Este fic participa en el reto temático de Enero "Infancias" del foro Días Oscuros.
Disclaimer: los personajes no me pertenecen, son propiedad de Suzanne Collins
Toma la espada entre sus manos, sintiéndose lleno de gloria. Ya puede oír en su cabeza la voz áspera de Claudius Templesmith anunciándolo ganador.
Arremete con todas sus fuerzas contra su oponente, un flacucho niño dos años mayor que él, y la satisfacción se hace presente en su rostro al percatarse de lo bueno que es.
— Muy bien, Cato. Lo haces muy bien para ser tu segunda semana de entrenamiento —dice el entrenador, despeinando el cabello rubio del pequeño.
El chico mira de reojo al muchacho que permanece en el suelo, con el rostro delgado manchado en sangre. Sonríe con sarcasmo, explotando en risas al instante. Cato nació para eso.
— Padre —habla Cato, alzando la voz para hacerse oír a oídos de los mayores, que cenan centrados en el plato de estofado que tienen delante de sus narices— ¿Cuál es la edad permitida para presentarme voluntario en Los Juegos del Hambre?
Su madre lo mira horrorizada, atragantándose con un pedazo de carne. El padre parece orgulloso, haciendo caso omiso del estado de su esposa.
— Hijo—responde el hombre de anchos hombros, acercándose un poco al niño—a partir de los 12 años. Pero si quieres ser el mejor, te aconsejaría que lo hagas a los 17 a…
— ¡No, no y no! —grita su madre, poniéndose en pie bruscamente al mismo tiempo que arroja el plato contra la pared— ¡No lo permitiré, no perderé a mi único hijo!
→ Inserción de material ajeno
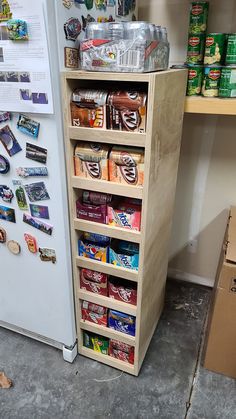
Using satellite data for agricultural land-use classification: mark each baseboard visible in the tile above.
[168,268,214,288]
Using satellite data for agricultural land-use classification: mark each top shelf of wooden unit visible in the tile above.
[185,96,236,115]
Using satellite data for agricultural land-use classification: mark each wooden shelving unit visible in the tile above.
[62,70,187,375]
[185,96,236,115]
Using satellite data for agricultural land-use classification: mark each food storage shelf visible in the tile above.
[74,218,141,243]
[78,289,137,316]
[69,126,146,147]
[80,346,137,375]
[185,96,236,115]
[80,320,135,346]
[76,256,138,282]
[71,176,143,199]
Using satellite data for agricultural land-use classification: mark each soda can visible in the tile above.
[219,66,236,98]
[204,33,226,65]
[186,65,203,96]
[187,33,205,64]
[202,66,221,97]
[189,1,209,35]
[225,33,236,65]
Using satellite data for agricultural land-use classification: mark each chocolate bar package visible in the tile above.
[108,310,135,336]
[108,277,137,305]
[74,142,109,180]
[109,146,144,186]
[80,269,108,296]
[83,332,109,355]
[107,91,147,133]
[81,301,107,327]
[76,199,107,224]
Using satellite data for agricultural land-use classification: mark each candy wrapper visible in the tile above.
[108,278,137,305]
[108,310,135,336]
[80,269,108,296]
[74,143,109,180]
[109,146,144,186]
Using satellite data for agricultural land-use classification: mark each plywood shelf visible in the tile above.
[69,126,146,147]
[76,256,138,282]
[74,218,141,243]
[80,346,137,375]
[78,289,137,316]
[185,96,236,115]
[62,70,187,375]
[80,320,135,346]
[71,176,143,199]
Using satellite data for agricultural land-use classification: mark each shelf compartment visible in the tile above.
[185,96,236,115]
[79,289,137,317]
[80,320,135,346]
[79,346,136,375]
[76,256,138,282]
[74,218,141,243]
[69,126,146,147]
[71,176,143,199]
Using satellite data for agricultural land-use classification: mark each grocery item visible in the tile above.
[107,91,147,132]
[107,201,141,231]
[225,33,236,65]
[109,146,144,186]
[204,33,226,65]
[202,66,221,97]
[83,332,109,355]
[80,21,169,72]
[81,301,107,327]
[219,66,236,98]
[189,1,209,34]
[108,277,137,305]
[186,33,205,64]
[74,142,109,180]
[109,339,134,364]
[80,269,108,296]
[186,65,203,96]
[108,310,135,336]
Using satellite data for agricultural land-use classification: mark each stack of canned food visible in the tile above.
[185,1,236,98]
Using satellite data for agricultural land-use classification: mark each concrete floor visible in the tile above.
[0,281,236,419]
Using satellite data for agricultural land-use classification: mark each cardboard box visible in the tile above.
[203,207,236,378]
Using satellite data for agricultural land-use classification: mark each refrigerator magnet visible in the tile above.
[0,154,10,175]
[0,185,14,203]
[39,247,57,263]
[7,240,21,255]
[0,227,7,243]
[0,125,22,157]
[24,233,38,253]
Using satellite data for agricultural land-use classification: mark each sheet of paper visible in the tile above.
[0,0,53,114]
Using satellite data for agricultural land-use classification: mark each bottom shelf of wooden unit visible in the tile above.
[79,346,137,375]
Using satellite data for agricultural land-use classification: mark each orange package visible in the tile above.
[109,146,144,186]
[74,142,109,180]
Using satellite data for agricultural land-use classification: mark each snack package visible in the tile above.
[80,269,108,296]
[83,332,109,355]
[74,143,109,180]
[76,199,107,224]
[108,277,137,305]
[81,301,107,326]
[107,91,147,133]
[108,310,135,336]
[109,339,134,365]
[109,146,144,186]
[107,202,141,231]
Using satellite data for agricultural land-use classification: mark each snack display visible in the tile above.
[109,146,144,186]
[80,269,108,296]
[108,277,137,305]
[81,301,107,326]
[74,142,109,180]
[108,310,135,336]
[80,21,169,73]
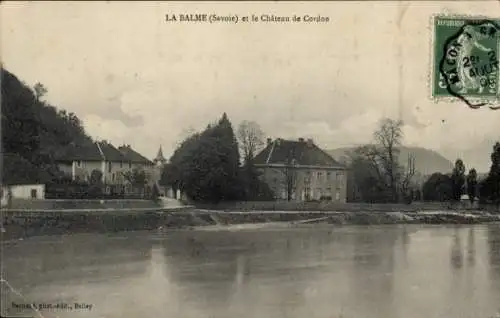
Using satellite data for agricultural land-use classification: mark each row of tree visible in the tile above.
[160,113,274,203]
[422,142,500,206]
[1,67,92,184]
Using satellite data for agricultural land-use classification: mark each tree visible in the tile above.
[89,169,102,185]
[238,120,274,200]
[374,118,403,202]
[238,120,264,165]
[350,118,415,202]
[422,172,453,202]
[123,168,148,188]
[480,142,500,208]
[281,154,298,201]
[451,159,465,201]
[348,146,390,202]
[151,183,160,201]
[0,68,92,184]
[401,154,415,203]
[467,168,477,205]
[33,82,47,102]
[88,169,103,198]
[170,113,245,203]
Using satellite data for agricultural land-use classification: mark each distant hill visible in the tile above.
[0,67,92,184]
[326,147,453,176]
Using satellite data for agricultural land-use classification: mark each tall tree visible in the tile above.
[467,168,477,205]
[281,155,298,201]
[238,120,264,165]
[171,113,244,203]
[374,118,403,202]
[451,159,465,201]
[480,142,500,208]
[422,172,453,202]
[351,118,408,202]
[33,82,47,102]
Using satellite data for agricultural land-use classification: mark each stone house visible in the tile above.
[56,141,158,194]
[254,138,347,202]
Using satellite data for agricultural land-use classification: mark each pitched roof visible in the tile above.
[154,146,167,162]
[56,143,102,161]
[118,145,153,164]
[254,138,344,168]
[56,141,152,164]
[96,141,128,161]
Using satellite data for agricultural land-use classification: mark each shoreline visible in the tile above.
[1,206,500,241]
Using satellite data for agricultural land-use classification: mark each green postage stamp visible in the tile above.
[431,16,500,108]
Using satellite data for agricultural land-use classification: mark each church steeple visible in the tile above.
[153,146,167,166]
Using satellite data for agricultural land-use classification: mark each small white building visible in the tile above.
[1,184,45,206]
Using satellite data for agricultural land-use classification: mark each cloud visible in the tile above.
[1,1,500,171]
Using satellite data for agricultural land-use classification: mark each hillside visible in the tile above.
[327,147,453,176]
[1,68,92,184]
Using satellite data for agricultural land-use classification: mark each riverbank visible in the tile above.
[188,201,496,212]
[2,207,500,241]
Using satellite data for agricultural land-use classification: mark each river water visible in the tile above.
[2,224,500,318]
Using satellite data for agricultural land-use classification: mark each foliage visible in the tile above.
[480,142,500,207]
[422,172,453,202]
[281,155,298,201]
[348,118,415,202]
[151,183,160,201]
[123,168,148,187]
[1,68,92,184]
[467,168,477,204]
[451,159,465,201]
[162,113,245,203]
[89,169,102,185]
[238,120,264,164]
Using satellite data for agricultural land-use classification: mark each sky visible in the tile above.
[0,0,500,171]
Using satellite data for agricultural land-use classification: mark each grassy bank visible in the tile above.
[5,198,160,211]
[2,210,500,240]
[190,201,468,212]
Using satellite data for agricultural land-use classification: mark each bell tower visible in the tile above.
[153,146,167,167]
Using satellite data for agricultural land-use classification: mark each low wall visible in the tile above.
[5,198,160,210]
[191,201,449,212]
[1,209,500,242]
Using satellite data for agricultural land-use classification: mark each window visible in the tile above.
[304,187,311,201]
[335,172,344,189]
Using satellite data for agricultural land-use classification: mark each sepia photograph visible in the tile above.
[0,0,500,318]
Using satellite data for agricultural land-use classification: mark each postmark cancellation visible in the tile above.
[431,15,500,109]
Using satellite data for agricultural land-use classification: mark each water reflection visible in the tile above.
[467,228,476,267]
[487,225,500,298]
[450,228,464,269]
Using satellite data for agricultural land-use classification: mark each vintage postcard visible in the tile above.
[0,0,500,318]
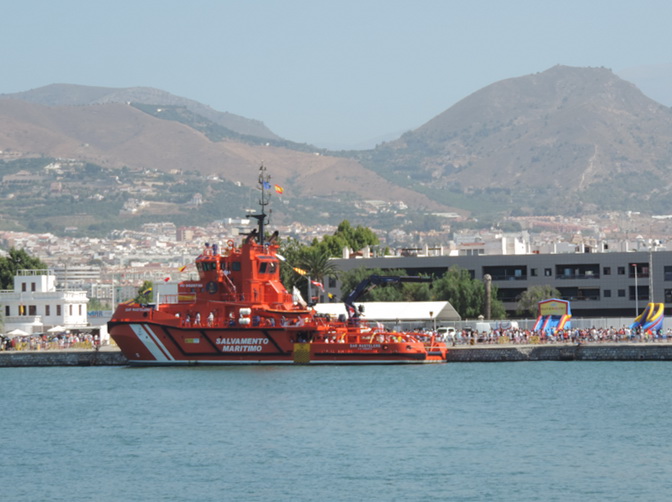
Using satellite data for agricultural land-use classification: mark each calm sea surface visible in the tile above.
[0,362,672,501]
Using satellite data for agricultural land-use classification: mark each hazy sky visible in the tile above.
[5,0,672,148]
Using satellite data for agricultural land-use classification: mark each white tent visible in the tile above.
[315,301,461,323]
[7,328,30,338]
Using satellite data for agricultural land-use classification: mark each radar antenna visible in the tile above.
[245,162,271,245]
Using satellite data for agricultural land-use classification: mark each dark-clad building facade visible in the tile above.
[328,251,672,317]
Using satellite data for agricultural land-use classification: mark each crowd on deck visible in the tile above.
[440,326,672,345]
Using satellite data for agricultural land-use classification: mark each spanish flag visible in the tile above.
[294,267,308,275]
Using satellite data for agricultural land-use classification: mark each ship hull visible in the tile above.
[109,322,446,366]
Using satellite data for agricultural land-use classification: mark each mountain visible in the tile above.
[0,92,449,230]
[362,66,672,214]
[0,65,672,234]
[0,84,280,139]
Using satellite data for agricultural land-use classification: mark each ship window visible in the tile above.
[259,261,277,274]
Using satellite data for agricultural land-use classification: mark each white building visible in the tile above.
[0,270,89,334]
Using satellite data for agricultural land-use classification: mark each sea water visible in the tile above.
[0,362,672,501]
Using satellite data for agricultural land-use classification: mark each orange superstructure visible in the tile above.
[108,166,447,365]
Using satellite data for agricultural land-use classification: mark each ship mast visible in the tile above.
[245,162,271,245]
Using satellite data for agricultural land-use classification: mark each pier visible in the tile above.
[0,342,672,368]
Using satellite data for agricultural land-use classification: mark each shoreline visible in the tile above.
[0,342,672,368]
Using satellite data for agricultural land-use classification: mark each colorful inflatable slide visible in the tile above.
[630,303,665,332]
[534,298,572,334]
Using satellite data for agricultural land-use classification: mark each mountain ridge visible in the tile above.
[0,65,672,229]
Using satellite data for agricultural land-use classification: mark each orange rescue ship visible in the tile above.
[108,166,447,365]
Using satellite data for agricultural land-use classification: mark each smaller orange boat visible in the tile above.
[108,165,447,365]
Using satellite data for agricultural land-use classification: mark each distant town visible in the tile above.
[0,205,671,308]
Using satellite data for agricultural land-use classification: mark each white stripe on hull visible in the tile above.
[131,324,175,363]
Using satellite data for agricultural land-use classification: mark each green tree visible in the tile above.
[432,266,506,319]
[516,284,560,317]
[0,247,47,289]
[133,281,154,305]
[297,247,338,300]
[340,267,431,302]
[312,220,380,257]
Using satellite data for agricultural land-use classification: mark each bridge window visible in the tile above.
[259,261,277,274]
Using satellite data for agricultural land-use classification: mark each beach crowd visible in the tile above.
[0,333,100,351]
[448,326,672,345]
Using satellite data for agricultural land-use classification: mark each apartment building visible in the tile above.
[326,251,672,318]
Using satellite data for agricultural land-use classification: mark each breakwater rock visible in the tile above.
[447,343,672,363]
[0,350,128,368]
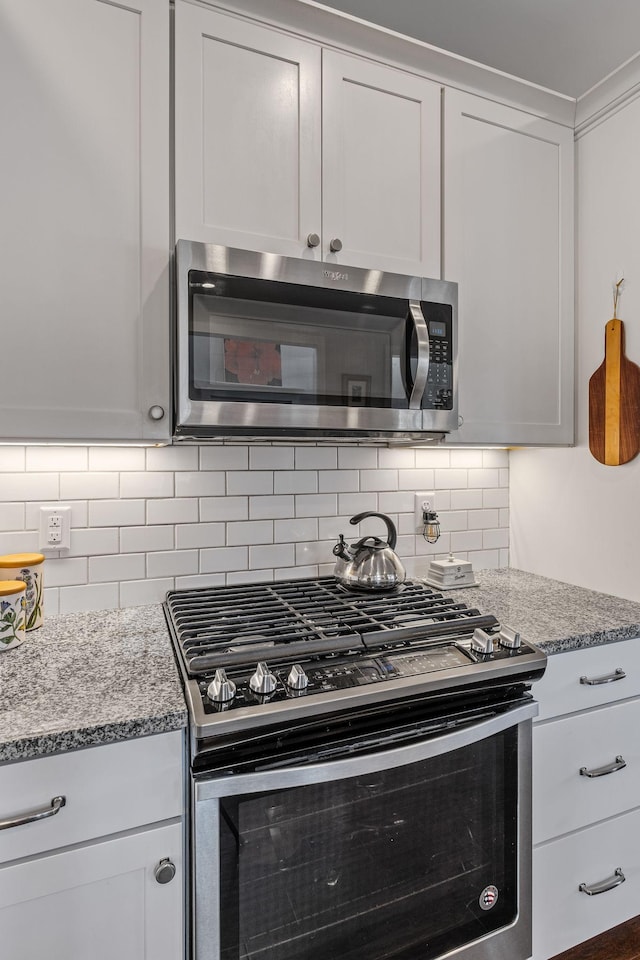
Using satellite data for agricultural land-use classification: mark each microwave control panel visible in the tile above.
[421,301,453,410]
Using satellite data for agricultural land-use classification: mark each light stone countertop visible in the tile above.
[443,568,640,655]
[0,604,187,762]
[0,569,640,763]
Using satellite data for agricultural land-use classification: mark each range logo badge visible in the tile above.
[478,884,498,910]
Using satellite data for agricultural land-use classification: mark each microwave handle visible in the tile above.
[409,300,429,410]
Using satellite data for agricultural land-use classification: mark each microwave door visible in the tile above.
[408,300,429,410]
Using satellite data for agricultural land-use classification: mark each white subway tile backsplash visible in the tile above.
[296,493,338,517]
[88,500,146,527]
[318,470,360,493]
[227,520,273,547]
[120,470,172,499]
[120,577,174,607]
[249,495,295,520]
[60,583,120,613]
[469,467,500,487]
[89,553,146,583]
[338,447,378,470]
[175,470,225,497]
[147,444,198,471]
[295,447,338,470]
[338,493,382,519]
[378,447,416,470]
[0,443,509,613]
[360,470,398,491]
[0,503,26,530]
[0,444,26,473]
[0,472,58,502]
[176,523,225,550]
[449,450,484,469]
[89,447,146,473]
[147,497,198,523]
[69,527,120,557]
[228,470,272,496]
[143,550,200,579]
[120,525,175,553]
[249,447,294,470]
[249,543,296,570]
[200,547,249,573]
[199,445,249,470]
[0,530,40,552]
[60,471,120,500]
[273,470,318,493]
[273,517,318,543]
[25,446,89,473]
[200,497,249,521]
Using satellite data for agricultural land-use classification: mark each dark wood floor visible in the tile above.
[553,917,640,960]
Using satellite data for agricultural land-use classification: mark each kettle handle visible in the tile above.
[349,510,398,550]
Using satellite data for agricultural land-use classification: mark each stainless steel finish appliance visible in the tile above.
[174,240,458,443]
[165,577,546,960]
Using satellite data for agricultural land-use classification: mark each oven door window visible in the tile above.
[219,728,518,960]
[189,272,415,409]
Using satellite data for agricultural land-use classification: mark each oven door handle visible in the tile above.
[195,700,538,801]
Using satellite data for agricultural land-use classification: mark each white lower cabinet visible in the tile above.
[533,640,640,960]
[0,824,184,960]
[0,732,185,960]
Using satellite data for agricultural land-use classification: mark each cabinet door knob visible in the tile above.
[153,857,176,883]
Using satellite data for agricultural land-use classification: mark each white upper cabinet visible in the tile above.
[0,0,170,440]
[175,2,321,257]
[443,89,574,444]
[175,6,440,276]
[322,50,441,278]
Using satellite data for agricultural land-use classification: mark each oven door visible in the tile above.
[192,701,537,960]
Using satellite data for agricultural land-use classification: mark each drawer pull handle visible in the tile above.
[580,667,626,687]
[580,756,627,777]
[0,797,67,830]
[578,867,627,897]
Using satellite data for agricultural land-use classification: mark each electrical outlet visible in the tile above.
[40,503,71,550]
[415,490,436,530]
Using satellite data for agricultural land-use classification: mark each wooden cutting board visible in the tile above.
[589,318,640,466]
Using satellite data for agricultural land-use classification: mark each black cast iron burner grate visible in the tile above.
[167,577,497,676]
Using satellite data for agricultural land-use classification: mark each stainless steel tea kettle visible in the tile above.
[333,511,406,590]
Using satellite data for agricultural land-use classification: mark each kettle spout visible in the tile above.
[333,534,352,561]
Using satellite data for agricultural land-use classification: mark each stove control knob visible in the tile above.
[207,670,236,703]
[498,627,522,650]
[249,663,278,697]
[287,663,309,690]
[471,627,493,656]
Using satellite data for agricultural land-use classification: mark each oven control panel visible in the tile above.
[199,643,534,713]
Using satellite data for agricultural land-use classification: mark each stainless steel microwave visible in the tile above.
[174,240,458,443]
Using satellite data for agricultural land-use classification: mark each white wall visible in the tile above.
[510,92,640,600]
[0,445,509,613]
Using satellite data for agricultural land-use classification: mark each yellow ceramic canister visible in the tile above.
[0,553,44,630]
[0,580,27,652]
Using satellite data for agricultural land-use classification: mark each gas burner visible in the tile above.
[164,577,545,753]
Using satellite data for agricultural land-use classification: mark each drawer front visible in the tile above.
[0,731,184,863]
[533,640,640,722]
[533,699,640,843]
[533,810,640,960]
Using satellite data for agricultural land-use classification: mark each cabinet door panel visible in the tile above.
[443,90,573,443]
[533,700,640,843]
[176,3,321,256]
[0,0,169,440]
[0,824,184,960]
[322,50,440,277]
[533,810,640,960]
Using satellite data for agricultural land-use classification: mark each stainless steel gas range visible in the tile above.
[165,577,546,960]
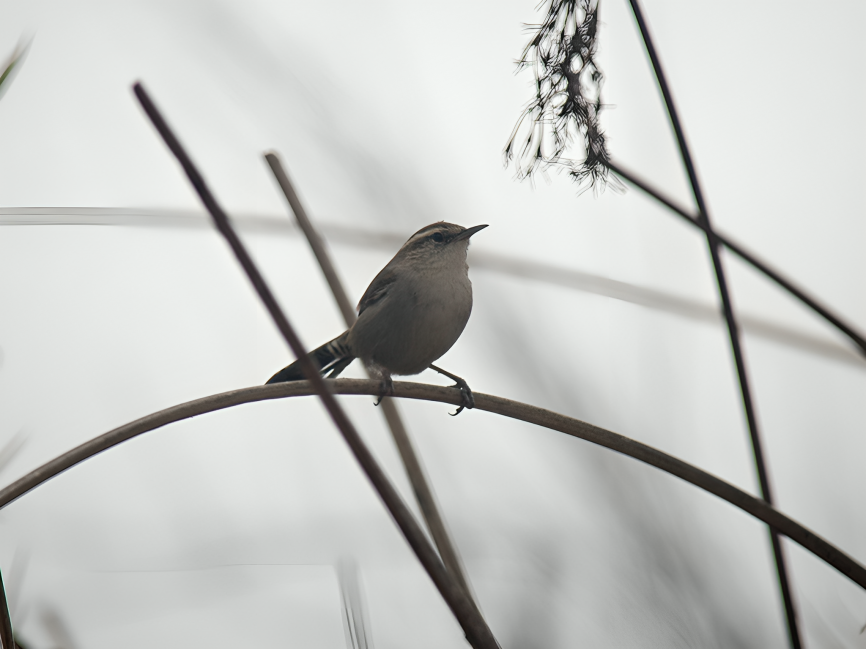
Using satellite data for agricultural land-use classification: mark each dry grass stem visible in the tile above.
[265,152,473,598]
[133,83,499,649]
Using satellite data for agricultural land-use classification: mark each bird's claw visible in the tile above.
[373,378,394,406]
[448,378,475,417]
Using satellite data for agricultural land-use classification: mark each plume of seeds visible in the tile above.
[505,0,609,188]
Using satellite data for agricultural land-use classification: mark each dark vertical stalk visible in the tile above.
[0,574,15,649]
[629,0,802,649]
[133,83,499,649]
[605,160,866,357]
[265,152,472,598]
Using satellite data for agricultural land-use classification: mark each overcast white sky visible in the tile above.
[0,0,866,649]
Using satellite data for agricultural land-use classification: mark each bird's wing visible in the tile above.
[358,266,397,315]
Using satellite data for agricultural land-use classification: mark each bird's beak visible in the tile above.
[452,223,487,241]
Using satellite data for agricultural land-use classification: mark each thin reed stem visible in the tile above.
[133,83,499,649]
[606,161,866,357]
[265,152,473,598]
[629,0,802,649]
[0,379,866,589]
[0,574,15,649]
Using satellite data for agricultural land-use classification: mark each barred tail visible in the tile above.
[268,331,355,383]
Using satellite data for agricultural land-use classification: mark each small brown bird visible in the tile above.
[268,221,487,414]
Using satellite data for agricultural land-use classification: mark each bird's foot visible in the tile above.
[430,365,475,417]
[373,376,394,406]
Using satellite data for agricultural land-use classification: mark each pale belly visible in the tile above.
[349,277,472,375]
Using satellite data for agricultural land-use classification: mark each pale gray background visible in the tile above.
[0,0,866,649]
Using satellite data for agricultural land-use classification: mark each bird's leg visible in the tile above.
[373,370,394,406]
[430,365,475,417]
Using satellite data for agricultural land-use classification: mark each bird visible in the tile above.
[267,221,487,415]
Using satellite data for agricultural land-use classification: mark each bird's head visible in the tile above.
[397,221,487,263]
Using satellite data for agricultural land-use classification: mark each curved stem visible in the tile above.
[605,161,866,358]
[132,83,499,649]
[629,0,802,649]
[0,379,866,589]
[265,151,474,599]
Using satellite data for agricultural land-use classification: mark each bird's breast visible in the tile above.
[352,269,472,375]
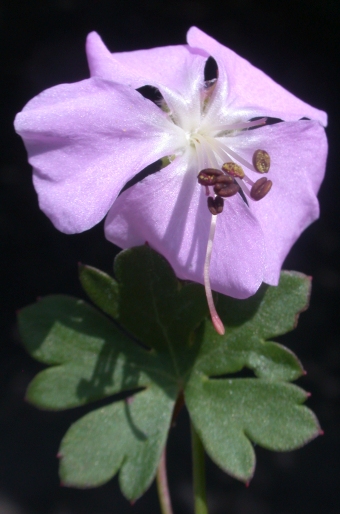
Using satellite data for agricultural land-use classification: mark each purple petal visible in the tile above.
[15,78,183,233]
[224,121,327,285]
[86,32,208,90]
[105,156,265,298]
[187,27,327,126]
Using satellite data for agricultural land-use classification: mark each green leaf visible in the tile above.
[59,387,173,498]
[19,246,319,499]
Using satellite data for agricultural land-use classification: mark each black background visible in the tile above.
[0,0,340,514]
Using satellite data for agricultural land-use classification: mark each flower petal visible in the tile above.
[15,78,183,233]
[187,27,327,126]
[86,32,208,90]
[223,121,327,285]
[105,151,265,298]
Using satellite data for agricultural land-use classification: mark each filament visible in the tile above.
[204,211,225,336]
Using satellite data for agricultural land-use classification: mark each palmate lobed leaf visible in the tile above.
[19,246,319,499]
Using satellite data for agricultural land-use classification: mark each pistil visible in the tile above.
[203,210,225,336]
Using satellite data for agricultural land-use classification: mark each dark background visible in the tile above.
[0,0,340,514]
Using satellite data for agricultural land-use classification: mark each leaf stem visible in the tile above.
[156,447,173,514]
[191,422,208,514]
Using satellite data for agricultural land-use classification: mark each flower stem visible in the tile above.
[191,422,208,514]
[156,447,173,514]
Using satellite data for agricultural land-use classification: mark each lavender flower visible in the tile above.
[15,27,327,332]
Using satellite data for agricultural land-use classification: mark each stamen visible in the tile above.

Cato no comprende porque su madre reacciona así. Pensó que se sentiría contenta al igual que su padre, no que se opondría.
Sus padres empiezan a discutir, y Cato no puede más que observar confundido. La discusión finaliza cuando su madre recibe un sonoro cachetazo de parte de su padre.
— ¡Wow, Cato, eres el mejor! —lo alaba un chico de la casa de Entrenamiento, y varios se unen a los aplausos y silbidos. Cato hace una marcada reverencia, hinchado de orgullo y presunción. Se pasa una mano por el cabello sudado de tanto ejercicio. Poco a poco la adultez va moldeando su cuerpo, que va olvidando las formas infantiles.
Es alto como un roble y tiene la fuerza de un buey. Observa, dejando escapar un silbido, al maltrecho maniquí.
— Saben, chicos —comenta Cato, con la voz notoria de cansancio pero no por eso apagada— si ese maniquí fuese un humano… estaría muerto, bien muerto. ¿Y quién lo mató? Cato, su "humilde" servidor.
No pasa por alto la mirada penetrante de la pequeña chica de mirada filosa que está detrás del pequeño público. Se acerca a ella, dispuesto a averiguar el porqué de su mirada.
— ¿Por qué me miras así, monstruito? —inquiere con voz letal— ¿Acaso te gusto?
— Tengo buenos gustos, presumido —contesta la niña, empujándolo con fuerza—Apártate de mi camino, que debo seguir practicando.
Esto a Cato le divierte. Nadie, pero nadie, jamás ha osado faltarle el respeto. Sin embargo, esta chica le divierte. Y le cae bien. Porque en esos penetrantes ojos negros, y ese cuerpito de renacuajo puede ver que están cortados por la misma tijera.
Se aparta de su camino, alzando las manos de manera burlista. Vuelve a prestar atención a su público, que esperan expectantes su próximo logro.
Toma la lanza, y la arroja con fuerza al maniquí de la derecha. Su puntería es excelente, pues… la lanza atravesó al maniquí.
Ni siquiera lo piensa, porque… ¿Para qué pensarlo? Ha esperado toda su vida por ese momento.
Se abre paso entre la gente, empujando a unos cuantos. Alza la mano, y con voz potente y segura, comunica:
— ¡Me presento voluntario como tributo!